Carbon Limit Credit Cards

Ethan Brooks

The Signal: DOconomy, a fintech startup in Sweden, is introducing a new kind of credit card. Rather than a monthly dollar limit, this card will limit purchases based on the combined carbon footprint of the things you buy. The card, named DO Black, is designed to help eco-conscious consumers cut their carbon footprint in half by 2030.

Why it’s a Big Deal: Up to now, there’s been one major factor determining how companies do business: cost. Whether it’s cost of production, or cost to the consumer, dollars and cents drive action. Good environmental intentions often hold little sway when stacked against cost considerations.

By turning environmental impact into a second currency (and using it to limit purchases), DOconomy stands to change the incentive structure for businesses. Even inexpensive products with a high carbon footprint would be less "affordable," since they quickly deplete a buyer’s carbon limit.

Already, some companies are positioning themselves to thrive in this reality. Allbirds, for example, is developing a carbon-neutral shoe. Patagonia is cutting up to 80% of their materials’ carbon footprint by switching to recycled fibers. Even boutique vintners like Benevolent Neglect and Belong Wine Co. are certified carbon neutral.

170m Americans held credit cards in 2018 (many held several), with $4.3T in credit extended. If carbon-limit cards eventually captured just .1% of that market (170k people), they could represent $4.3B in buying power.

That economic muscle could cause serious shifts in the consumer economy, creating interesting opportunities for:

Marketplaces: Since the carbon price of a product isn’t yet listed on the package, consumers may want to know what their best options are before buying. One idea for builders: Create a website that curates low-carbon-footprint versions of everyday household products.

Carbon Offsets for the Common Class: If visibility into carbon costs leads consumers to change their buying habits, small- to medium-sized business owners may need simple carbon offset solutions to keep their products "affordable."

Products like venture-backed Patch, which offers an API that allows small businesses to automatically calculate and purchase carbon offsets, may be in higher demand.

Consumers may also want an easy way to offset their purchases themselves, either to "pay down" the carbon limit on their credit card, or simply to feel better about their impact on the planet.

DO it Yourself: DOconomy is not really a credit card company. They’re a data company that happens to offer a credit card. Their main product, the Åland Index, tracks the environmental cost of consumer purchases.

If you had the banking connections, and wanted to replicate their idea, you could simply pay for access to the Åland Index API, and use it to launch a carbon-limit credit card of your own.

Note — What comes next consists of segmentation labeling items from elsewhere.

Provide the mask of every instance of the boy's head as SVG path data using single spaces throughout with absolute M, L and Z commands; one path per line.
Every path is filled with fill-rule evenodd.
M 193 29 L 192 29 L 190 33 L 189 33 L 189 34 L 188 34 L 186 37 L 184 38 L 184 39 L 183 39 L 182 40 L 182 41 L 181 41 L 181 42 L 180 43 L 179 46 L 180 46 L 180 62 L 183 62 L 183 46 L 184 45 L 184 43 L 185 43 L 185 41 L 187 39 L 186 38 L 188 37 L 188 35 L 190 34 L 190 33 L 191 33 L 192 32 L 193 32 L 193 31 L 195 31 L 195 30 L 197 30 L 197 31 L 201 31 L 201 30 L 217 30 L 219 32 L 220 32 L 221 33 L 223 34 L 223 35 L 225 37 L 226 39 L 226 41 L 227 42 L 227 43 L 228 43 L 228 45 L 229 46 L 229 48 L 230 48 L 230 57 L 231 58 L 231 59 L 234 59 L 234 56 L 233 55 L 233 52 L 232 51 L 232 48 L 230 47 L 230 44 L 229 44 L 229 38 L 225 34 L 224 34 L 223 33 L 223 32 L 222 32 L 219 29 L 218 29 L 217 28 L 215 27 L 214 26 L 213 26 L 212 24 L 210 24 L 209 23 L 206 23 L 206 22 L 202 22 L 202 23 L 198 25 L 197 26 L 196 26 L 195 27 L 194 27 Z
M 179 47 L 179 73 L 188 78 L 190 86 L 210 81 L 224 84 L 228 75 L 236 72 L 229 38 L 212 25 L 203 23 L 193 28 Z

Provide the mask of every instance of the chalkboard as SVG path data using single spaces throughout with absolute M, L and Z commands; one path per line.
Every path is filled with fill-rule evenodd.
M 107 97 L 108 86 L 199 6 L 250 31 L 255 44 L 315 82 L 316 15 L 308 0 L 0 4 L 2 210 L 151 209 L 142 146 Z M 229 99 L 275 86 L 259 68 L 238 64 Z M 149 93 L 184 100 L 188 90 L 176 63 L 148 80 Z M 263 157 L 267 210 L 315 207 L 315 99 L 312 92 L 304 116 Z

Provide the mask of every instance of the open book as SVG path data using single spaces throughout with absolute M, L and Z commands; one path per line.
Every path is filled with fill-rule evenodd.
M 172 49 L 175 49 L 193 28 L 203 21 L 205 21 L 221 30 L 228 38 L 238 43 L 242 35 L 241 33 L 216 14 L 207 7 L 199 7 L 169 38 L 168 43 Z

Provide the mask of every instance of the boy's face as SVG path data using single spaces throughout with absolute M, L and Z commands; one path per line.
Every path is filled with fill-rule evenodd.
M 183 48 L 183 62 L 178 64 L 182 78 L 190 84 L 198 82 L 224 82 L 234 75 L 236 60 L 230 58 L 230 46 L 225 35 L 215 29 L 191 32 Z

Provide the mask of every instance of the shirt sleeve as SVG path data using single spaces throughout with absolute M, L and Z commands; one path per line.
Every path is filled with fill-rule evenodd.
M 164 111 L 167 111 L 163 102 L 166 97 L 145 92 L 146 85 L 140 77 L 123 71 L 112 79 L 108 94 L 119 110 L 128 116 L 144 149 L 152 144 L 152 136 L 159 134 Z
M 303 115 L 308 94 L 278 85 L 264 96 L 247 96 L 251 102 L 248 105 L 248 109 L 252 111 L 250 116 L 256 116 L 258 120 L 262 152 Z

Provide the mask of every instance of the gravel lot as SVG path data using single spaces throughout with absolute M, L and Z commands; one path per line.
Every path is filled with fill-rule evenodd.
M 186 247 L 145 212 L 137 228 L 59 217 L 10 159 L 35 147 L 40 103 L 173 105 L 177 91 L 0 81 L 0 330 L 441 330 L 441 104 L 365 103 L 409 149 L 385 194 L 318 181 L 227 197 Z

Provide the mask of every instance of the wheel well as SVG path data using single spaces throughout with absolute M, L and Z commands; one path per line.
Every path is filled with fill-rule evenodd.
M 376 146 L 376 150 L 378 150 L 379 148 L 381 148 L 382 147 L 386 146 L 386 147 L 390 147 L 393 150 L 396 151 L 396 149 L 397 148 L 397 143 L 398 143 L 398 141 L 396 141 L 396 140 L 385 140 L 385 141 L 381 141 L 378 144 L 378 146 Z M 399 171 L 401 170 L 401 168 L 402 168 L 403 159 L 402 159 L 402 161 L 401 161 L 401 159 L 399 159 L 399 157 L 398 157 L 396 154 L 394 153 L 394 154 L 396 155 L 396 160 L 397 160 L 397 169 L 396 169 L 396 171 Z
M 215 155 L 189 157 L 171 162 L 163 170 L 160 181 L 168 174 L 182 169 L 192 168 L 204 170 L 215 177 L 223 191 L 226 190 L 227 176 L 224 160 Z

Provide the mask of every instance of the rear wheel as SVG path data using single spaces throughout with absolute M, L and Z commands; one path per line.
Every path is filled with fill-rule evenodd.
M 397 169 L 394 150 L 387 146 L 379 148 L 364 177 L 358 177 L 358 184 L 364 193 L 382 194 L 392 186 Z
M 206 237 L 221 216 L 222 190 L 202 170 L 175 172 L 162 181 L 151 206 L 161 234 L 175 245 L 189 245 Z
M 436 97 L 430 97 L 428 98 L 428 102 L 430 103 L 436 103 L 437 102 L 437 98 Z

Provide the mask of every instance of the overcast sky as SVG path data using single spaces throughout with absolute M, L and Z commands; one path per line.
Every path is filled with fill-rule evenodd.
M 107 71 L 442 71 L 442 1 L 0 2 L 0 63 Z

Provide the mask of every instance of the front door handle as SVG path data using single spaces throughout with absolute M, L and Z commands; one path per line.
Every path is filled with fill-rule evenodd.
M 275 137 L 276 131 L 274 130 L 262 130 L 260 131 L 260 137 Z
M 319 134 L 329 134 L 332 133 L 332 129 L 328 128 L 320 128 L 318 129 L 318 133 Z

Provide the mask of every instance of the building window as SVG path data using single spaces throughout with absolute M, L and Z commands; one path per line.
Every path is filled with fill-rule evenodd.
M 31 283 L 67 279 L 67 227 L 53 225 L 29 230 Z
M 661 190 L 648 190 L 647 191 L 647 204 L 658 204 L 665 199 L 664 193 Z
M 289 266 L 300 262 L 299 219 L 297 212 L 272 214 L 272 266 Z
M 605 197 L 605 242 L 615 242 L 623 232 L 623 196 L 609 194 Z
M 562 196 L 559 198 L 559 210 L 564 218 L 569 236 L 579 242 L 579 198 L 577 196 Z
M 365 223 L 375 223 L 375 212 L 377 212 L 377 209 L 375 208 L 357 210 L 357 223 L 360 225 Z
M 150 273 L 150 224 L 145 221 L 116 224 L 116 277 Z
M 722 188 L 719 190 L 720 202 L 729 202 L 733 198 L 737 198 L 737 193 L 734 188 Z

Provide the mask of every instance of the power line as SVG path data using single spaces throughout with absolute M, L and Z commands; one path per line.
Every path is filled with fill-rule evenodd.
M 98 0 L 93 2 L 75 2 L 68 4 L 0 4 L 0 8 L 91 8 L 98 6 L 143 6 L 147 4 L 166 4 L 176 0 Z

The New Personalization: Aside from CO2 production, consumer industries also drive problems like water pollution, deforestation, human and animal suffering, and more -- each with a dedicated following of activists fighting for a change. Using ESG data from companies like Akadia, you could produce other budgeting apps, credit cards, or product marketplaces designed to help concerned consumers put an end to the problems they care about.